What this llms.txt generator creates
The generator creates a concise public file that gives AI assistants a curated map of important URLs. It is not a replacement for sitemap.xml; it is a human-readable discovery guide for AI systems.
- Creates a structured llms.txt draft with site name, description, audience, and important URLs.
- Supports manual URL lists, a homepage URL, or selected URLs from a sitemap.
- Keeps the file short enough to be useful instead of dumping every page.
- Provides deployment steps for publishing the file at the site root.
When to use llms.txt
Use it when your site has product, pricing, docs, blog, or resource pages that should be easy for AI assistants to cite and understand. It is especially useful for SaaS and expert content sites.
- Before launching a new AI-search or GEO visibility program.
- After restructuring product or documentation URLs.

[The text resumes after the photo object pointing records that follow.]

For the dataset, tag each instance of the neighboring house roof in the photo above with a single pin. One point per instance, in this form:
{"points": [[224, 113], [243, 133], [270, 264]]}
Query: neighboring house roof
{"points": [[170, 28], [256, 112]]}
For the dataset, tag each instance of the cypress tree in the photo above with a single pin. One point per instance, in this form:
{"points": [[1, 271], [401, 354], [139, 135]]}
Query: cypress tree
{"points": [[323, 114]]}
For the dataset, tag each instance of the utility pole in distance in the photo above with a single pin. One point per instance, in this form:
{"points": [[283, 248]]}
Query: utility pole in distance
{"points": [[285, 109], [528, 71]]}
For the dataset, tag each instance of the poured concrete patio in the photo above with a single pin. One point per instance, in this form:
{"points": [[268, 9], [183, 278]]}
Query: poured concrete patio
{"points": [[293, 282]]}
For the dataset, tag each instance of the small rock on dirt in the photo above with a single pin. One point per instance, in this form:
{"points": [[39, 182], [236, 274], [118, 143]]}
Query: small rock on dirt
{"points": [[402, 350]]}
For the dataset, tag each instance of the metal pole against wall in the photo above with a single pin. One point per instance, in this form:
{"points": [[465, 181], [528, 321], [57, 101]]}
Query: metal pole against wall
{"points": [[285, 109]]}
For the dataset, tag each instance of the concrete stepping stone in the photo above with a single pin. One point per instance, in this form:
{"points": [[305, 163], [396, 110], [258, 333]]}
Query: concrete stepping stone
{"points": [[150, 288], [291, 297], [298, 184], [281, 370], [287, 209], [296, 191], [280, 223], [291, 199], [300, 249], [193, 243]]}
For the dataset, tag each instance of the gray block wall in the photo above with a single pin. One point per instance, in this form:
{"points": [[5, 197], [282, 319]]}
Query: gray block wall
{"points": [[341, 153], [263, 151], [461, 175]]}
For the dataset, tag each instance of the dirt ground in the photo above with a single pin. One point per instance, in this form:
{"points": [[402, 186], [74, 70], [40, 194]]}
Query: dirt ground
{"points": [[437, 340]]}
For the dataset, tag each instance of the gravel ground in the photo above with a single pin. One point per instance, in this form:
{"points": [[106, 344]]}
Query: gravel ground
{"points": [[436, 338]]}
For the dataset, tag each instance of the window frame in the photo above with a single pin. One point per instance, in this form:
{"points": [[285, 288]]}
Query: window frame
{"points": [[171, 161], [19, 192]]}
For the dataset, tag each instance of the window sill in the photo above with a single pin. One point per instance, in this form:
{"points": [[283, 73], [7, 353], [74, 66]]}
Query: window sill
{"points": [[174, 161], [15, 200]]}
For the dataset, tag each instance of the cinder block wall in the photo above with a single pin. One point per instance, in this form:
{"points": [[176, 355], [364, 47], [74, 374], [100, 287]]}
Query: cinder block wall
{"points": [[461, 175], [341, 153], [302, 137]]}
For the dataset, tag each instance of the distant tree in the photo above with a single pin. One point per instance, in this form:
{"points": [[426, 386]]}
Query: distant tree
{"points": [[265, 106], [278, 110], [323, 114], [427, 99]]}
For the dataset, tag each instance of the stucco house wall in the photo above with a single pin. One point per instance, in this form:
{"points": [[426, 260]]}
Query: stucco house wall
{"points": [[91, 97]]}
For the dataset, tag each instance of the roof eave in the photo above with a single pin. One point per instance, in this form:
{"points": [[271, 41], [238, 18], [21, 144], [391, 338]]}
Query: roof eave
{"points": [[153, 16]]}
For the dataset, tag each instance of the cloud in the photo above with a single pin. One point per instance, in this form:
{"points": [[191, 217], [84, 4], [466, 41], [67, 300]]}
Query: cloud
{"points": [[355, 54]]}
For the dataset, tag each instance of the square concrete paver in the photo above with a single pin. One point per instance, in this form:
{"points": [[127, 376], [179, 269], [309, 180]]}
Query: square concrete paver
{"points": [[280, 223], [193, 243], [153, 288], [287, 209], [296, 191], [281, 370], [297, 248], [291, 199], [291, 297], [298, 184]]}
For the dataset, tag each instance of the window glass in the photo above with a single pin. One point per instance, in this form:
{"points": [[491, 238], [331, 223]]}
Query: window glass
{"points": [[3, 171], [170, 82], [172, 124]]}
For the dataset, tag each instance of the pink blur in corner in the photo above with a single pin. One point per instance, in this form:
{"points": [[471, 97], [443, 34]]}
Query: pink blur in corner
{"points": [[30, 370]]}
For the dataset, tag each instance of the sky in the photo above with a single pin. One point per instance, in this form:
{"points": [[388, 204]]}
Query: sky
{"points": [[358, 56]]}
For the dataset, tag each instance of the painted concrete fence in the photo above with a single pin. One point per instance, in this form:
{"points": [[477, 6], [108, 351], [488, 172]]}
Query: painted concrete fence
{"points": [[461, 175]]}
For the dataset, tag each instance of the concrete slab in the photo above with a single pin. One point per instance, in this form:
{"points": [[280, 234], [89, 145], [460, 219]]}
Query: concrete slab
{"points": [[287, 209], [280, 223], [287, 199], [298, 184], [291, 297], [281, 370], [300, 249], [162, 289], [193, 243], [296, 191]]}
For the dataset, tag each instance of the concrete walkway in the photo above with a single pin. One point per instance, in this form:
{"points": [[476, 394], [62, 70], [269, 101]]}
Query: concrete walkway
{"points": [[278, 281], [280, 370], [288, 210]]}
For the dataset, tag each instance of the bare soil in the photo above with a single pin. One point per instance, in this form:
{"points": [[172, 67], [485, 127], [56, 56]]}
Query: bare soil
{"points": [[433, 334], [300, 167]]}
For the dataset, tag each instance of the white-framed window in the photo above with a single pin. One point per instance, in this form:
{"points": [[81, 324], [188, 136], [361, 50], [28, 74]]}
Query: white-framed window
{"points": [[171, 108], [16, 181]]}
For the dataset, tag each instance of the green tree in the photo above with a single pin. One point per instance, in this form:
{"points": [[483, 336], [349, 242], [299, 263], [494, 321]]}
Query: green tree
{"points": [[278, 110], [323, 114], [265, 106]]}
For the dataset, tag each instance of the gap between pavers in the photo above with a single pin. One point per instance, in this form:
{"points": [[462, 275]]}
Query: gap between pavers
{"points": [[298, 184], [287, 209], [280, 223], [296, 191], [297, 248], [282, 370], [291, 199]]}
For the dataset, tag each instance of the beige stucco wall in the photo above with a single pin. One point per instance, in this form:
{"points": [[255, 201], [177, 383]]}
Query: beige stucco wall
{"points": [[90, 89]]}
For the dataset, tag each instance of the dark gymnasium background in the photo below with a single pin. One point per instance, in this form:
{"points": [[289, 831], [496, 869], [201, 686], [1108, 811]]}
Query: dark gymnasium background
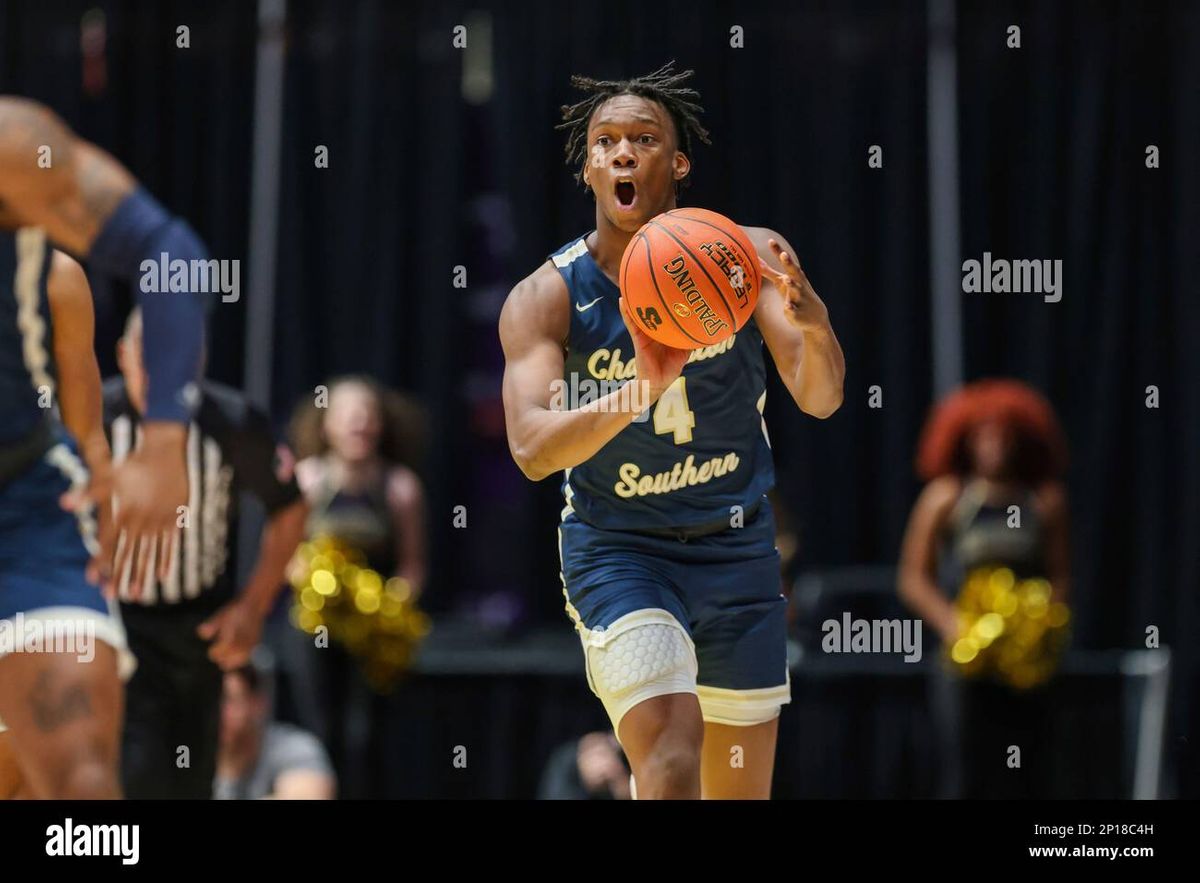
{"points": [[444, 157]]}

- When you want AI assistants to discover canonical pages quickly.
- When your sitemap is too broad to communicate editorial priorities.
How to interpret the output
A good llms.txt file should be short, canonical, and intentional. It should highlight the pages that explain what the business does, how users can evaluate it, and where trustworthy resources live.
- Keep only public URLs that should be discovered and summarized.
- Prefer canonical product, pricing, docs, tools, and resource pages.
- Use the description to clarify audience and value, not marketing fluff.
- Review the file after major product or content changes.
Common llms.txt mistakes
The biggest mistake is treating llms.txt like another sitemap. AI assistants need a curated guide, not a dump of every paginated, filtered, or low-value URL on the domain.
- Do not include private, checkout, staging, or parameter URLs.
- Do not duplicate sitemap.xml inside llms.txt.
- Do not list pages that are noindex, blocked, or canonicalized elsewhere.
- Do not publish the file once and forget it after site changes.
Next step after generating llms.txt
Publish the file at /llms.txt, confirm it is crawlable, and make sure the highlighted URLs are technically clean. AI visibility still depends on strong canonical, indexability, content, and authority signals.
- Validate that important URLs return 200 and self-canonical signals.
- Use sitemap extraction to choose high-value URL groups.
- Use robots and indexability tools to confirm AI-accessible crawl paths.
- Use Spider Analysis when highlighted URLs need technical cleanup.
- Document the URL group, owner, expected impact, validation step, and next publishing decision so the result becomes a fix ticket instead of another exported spreadsheet.